A: Defendants who commit crimes under the influence of drugs sometimes argue that their mental functioning was so impaired that they should not be held accountable for their conduct. Generally, however, voluntary impairment does not excuse criminal conduct, since people know or should know that drugs affect mental functioning, and they should therefore be held legally responsible if they commit crimes as a result of their voluntary use. An exception to this rule may exist in cases involving a crime that requires “specific intent,” in which the offender must have intended the precise result that occurred but arguably could not have formed that intent in his or her drugged state.

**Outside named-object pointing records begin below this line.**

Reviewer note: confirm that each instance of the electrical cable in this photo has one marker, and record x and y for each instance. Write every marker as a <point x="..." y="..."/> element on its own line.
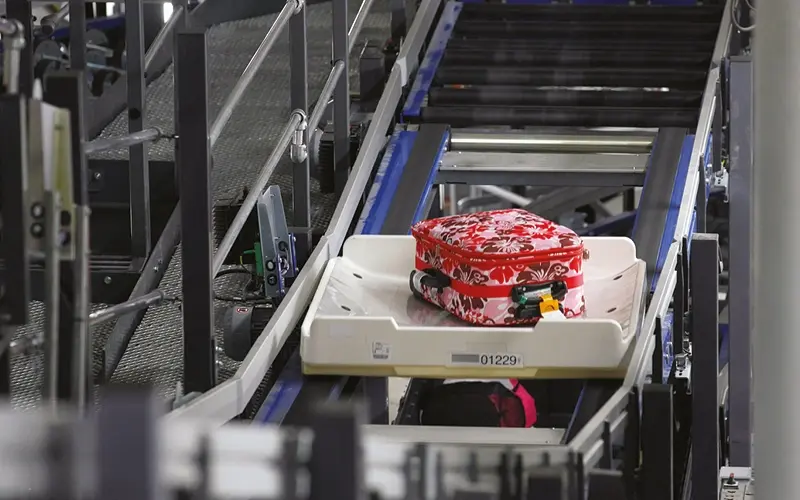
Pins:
<point x="250" y="295"/>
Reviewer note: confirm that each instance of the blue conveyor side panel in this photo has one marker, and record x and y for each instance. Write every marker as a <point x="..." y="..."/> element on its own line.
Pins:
<point x="433" y="56"/>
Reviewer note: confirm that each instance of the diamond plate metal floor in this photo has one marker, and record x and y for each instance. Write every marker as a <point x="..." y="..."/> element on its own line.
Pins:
<point x="154" y="354"/>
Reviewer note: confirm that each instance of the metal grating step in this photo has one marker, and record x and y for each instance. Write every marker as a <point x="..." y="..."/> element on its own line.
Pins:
<point x="155" y="352"/>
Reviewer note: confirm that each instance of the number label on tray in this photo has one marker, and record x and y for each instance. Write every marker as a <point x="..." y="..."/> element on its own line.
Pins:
<point x="496" y="359"/>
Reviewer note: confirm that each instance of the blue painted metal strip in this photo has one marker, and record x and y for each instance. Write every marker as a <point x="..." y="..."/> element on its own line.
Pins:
<point x="420" y="213"/>
<point x="385" y="183"/>
<point x="433" y="56"/>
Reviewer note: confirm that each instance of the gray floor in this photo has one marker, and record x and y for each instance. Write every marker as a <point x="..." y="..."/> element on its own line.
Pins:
<point x="154" y="354"/>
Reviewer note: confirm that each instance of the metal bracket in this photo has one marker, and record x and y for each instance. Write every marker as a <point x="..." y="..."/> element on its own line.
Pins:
<point x="277" y="244"/>
<point x="720" y="182"/>
<point x="299" y="149"/>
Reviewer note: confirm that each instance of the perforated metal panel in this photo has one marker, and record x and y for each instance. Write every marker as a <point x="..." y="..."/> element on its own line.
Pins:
<point x="155" y="352"/>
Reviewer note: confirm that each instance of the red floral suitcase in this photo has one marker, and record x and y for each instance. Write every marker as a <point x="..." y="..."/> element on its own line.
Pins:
<point x="502" y="267"/>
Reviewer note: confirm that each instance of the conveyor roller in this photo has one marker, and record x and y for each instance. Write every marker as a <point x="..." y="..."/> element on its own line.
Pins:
<point x="598" y="77"/>
<point x="629" y="13"/>
<point x="524" y="96"/>
<point x="576" y="58"/>
<point x="463" y="116"/>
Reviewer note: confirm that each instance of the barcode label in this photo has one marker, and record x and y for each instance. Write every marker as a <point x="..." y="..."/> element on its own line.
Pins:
<point x="487" y="359"/>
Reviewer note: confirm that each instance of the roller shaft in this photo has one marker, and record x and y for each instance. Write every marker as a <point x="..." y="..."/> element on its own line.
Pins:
<point x="466" y="140"/>
<point x="558" y="77"/>
<point x="524" y="96"/>
<point x="561" y="117"/>
<point x="488" y="11"/>
<point x="585" y="30"/>
<point x="576" y="58"/>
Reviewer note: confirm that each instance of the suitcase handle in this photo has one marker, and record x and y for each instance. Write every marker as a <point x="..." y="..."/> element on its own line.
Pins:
<point x="536" y="300"/>
<point x="433" y="278"/>
<point x="430" y="278"/>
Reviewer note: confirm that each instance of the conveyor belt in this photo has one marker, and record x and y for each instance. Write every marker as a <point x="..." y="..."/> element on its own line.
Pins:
<point x="574" y="66"/>
<point x="155" y="352"/>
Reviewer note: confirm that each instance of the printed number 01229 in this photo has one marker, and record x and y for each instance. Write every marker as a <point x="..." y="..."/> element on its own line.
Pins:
<point x="485" y="359"/>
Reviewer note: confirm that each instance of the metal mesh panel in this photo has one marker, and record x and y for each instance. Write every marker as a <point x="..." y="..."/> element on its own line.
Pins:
<point x="155" y="352"/>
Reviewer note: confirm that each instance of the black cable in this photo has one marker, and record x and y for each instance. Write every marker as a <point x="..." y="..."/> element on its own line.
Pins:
<point x="246" y="297"/>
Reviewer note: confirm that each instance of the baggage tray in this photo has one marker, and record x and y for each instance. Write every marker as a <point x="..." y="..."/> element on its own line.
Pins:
<point x="364" y="321"/>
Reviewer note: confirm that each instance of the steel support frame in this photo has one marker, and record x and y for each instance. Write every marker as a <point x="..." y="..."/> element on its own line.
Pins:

Q: What is the difference between parole and probation?
A: Parole and probation are employed in the punishment phase of the criminal justice process. Parole comes into play after a person has been imprisoned and is released subject to supervision by an officer of the court. Probation, by contrast, refers to a criminal sentence separate and distinct from incarceration. Probation is the most frequent sentence imposed for less serious or first offenses and typically involves releasing the convicted offender into the community subject to a list of terms and conditions. Both parole and probation may include additional conditions, like attending drug education classes or receiving drug treatment.
Q: Are children charged with committing drug-related crimes prosecuted in the same manner as adults?
A: Children are subject to a separate judicial system called the juvenile court system. Generally, the focus of the juvenile court system is more on rehabilitation than on punishment. In some cases, however, older juveniles who commit more serious crimes will be charged as adults and tried in the regular criminal courts. In such cases, their sentence, too, will be more in accord with adult punishment, whereas in juvenile court any incarceration is usually in a more rehabilitative setting and generally ends when the juvenile attains the age of majority.
Q: Do I need a lawyer to represent me even if I am innocent?
A: Every criminal defendant needs an attorney. Innocent defendants are perhaps in even greater need of zealous representation throughout the criminal process to ensure that their rights are protected and that the truth prevails. Even innocent people end up in jail, so the best way to prevent that miscarriage of justice is to employ the services of a seasoned veteran of criminal defense law, particularly one with experience defending against drug charges.
Q: If I simply intend to plead guilty, why do I need a lawyer?
A: Even if you are guilty of the drug crime with which you are charged, it is imperative that you seek the advice of experienced counsel so that you can minimize your sentence and maximize your opportunities to move ahead toward a brighter future. Criminal defense attorneys are needed to equalize the balance of power between the defendant and the prosecution and to ensure that the constitutional rights that are guaranteed to all criminal defendants, whether guilty or not, are preserved.